Ya está. Es el momento de recoger y de subir las redes de nuestra pequeña pesca. Estudiando la restringida invasión bárbara que ha sacudido a la aldea del vino, uno puede llegar a dibujar el mapa de la batalla, y es éste: con la complicidad de una determinada innovación tecnológica, un grupo humano esencialmente alineado con el modelo cultural del Imperio accede a un gesto que le estaba vedado, lo lleva de forma instintiva a una espectacularidad más inmediata y a un universo lingüístico moderno, y consigue así darle un éxito comercial asombroso. De todo esto, lo que los asaltados perciben es sobre todo el rasgo que emerge a la superficie y que, a sus ojos, es el más evidente para constatar: un aparente declive del valor integral de ese gesto. Una pérdida de alma. Y, por tanto, un asomo de barbarie.
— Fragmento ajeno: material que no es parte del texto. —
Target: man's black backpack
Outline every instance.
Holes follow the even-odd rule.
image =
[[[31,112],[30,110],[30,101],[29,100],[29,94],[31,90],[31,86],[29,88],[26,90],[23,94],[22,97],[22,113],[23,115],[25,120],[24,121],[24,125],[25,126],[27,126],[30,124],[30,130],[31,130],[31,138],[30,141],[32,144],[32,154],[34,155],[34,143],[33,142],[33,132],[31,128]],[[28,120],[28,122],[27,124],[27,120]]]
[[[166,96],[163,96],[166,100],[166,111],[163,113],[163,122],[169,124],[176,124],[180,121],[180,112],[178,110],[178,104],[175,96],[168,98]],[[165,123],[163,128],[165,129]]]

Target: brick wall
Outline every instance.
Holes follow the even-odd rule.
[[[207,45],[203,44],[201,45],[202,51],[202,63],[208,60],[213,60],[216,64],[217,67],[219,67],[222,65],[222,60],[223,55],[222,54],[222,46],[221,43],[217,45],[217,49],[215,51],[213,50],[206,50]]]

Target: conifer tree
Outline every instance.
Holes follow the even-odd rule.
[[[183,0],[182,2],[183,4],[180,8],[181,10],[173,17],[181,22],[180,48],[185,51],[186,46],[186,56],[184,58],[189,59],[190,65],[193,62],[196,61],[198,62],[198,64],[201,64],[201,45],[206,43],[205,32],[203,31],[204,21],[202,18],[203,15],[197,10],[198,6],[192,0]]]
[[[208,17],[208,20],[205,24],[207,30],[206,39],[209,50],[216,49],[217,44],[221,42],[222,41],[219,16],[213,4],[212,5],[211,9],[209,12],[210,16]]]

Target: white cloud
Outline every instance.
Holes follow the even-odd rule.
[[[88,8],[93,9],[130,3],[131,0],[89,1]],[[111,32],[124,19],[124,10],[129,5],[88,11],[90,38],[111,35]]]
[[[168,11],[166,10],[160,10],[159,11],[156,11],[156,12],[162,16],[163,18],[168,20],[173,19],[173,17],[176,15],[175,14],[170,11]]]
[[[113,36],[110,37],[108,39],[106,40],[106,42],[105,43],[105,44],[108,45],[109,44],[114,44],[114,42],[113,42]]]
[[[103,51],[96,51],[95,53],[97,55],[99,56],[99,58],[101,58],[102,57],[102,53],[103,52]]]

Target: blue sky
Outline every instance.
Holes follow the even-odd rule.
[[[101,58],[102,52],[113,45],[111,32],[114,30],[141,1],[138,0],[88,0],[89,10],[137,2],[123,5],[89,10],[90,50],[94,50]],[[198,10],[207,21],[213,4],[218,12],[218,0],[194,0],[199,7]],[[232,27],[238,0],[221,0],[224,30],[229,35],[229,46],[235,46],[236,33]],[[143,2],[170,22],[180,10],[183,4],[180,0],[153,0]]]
Ya lo he dicho, es sólo una hipótesis. Y, lo que es más importante: no es una hipótesis que nos ayude a comprender a los bárbaros, sino únicamente a entender su técnica de invasión: cómo se mueven, no quiénes son ni por qué son así (que es, ésta sí, la pregunta fascinante). A mí me parece, de todas formas, un paso necesario para llegar, tarde o temprano, a comprender: una estación intermedia. Uno entiende cómo combaten y a lo mejor comprende quienes son. Si os apetece, podéis jugar un poco con esta hipótesis. Intentad pensar en un ejemplo de mutación, de invasión bárbara que más os inquiete, y buscad en su seno el mapa de la batalla. A lo mejor encontraréis todos los indicios que he apuntado. U otros, tal vez. No lo sé. Pero de todas formas tengo motivos para pensar que será un modo de formular mejor el problema, y de ir un poco más allá de la queja esnob o de la charla de bar. Yo, por mi parte, tengo la intención de hacer este jueguecito con otras dos ideas saqueadas que me gustan: el fútbol y los libros. Pero en las próximas entregas.